Previous studies have demonstrated that EGFR TKIs can induce autophagy in various cancer types (Han et al., 2011; Kang et al., 2017; Shingu et al., 2009). In most cases, this induced autophagy serves a cytoprotective role, enabling cancer cells to evade therapeutic effects. interestingly, in certain cancer cells, the effect of autophagy is context-dependent, acting as either pro-survival or pro-death depending on cellular phenotype (Yun et al., 2020). Given this complexity, autophagy is now widely recognized as a key factor in drug resistance across multiple cancer types, including lung cancer (Auberger and Puissant, 2017; Bellio and Villanueva, 2020; Liao et al., 2019). The dynamic interplay between autophagy and tumor progression highlights the importance of understanding how autophagy is regulated within the tumor microenvironment.

We aimed to elucidate the molecular differences in the action of osimertinib between NSCLCs harboring EGFR-activating mutations, where osimertinib exhibits effective action, and EGFR-wild type NSCLCs, where the drug does not demonstrate efficacy. In PC9 cells, osimertinib-induced cell death is accompanied by the induction of autophagic flux.
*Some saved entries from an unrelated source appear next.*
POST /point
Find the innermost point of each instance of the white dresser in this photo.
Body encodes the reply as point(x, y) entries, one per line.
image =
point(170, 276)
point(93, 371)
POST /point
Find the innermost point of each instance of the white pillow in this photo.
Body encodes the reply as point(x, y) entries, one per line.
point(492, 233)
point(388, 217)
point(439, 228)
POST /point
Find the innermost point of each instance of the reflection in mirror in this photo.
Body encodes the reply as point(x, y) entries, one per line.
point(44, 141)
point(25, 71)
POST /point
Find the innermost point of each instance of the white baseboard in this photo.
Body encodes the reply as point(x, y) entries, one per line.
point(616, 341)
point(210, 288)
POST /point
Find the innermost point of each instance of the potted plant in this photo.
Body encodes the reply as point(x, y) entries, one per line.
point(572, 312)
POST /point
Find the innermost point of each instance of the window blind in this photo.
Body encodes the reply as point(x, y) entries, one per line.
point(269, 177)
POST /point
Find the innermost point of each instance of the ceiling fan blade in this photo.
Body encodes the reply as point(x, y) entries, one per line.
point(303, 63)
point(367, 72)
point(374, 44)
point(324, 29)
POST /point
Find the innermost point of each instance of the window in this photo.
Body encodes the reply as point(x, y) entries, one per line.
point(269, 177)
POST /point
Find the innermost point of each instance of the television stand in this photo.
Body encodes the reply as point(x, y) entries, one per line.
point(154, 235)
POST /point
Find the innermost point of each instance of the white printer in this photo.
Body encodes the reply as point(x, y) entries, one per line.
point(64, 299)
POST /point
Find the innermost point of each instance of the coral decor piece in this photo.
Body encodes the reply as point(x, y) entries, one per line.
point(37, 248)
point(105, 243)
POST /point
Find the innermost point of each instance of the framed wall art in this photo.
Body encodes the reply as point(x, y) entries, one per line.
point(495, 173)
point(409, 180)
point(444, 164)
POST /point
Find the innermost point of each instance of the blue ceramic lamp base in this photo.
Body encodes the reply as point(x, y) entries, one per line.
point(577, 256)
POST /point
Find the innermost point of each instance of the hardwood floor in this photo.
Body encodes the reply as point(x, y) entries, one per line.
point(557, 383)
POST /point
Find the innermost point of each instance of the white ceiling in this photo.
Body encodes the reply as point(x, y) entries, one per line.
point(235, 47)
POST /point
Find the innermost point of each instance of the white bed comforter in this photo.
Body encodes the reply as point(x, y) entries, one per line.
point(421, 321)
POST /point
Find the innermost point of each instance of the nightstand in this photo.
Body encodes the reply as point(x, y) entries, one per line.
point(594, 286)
However, in A549 cells, neither autophagic flux nor cell death occurred, suggesting autophagy is essential for the action of osimertinib. When autophagy was stimulated in PC9/OR cells, which had developed resistance to osimertinib, the resistance was overcome, leading to cell death induced by osimertinib. This suggests that modulating autophagy can overcome acquired resistance to EGFR-TKIs. These findings could be actively utilized to improve effective osimertinib treatment strategies for NSCLC patients.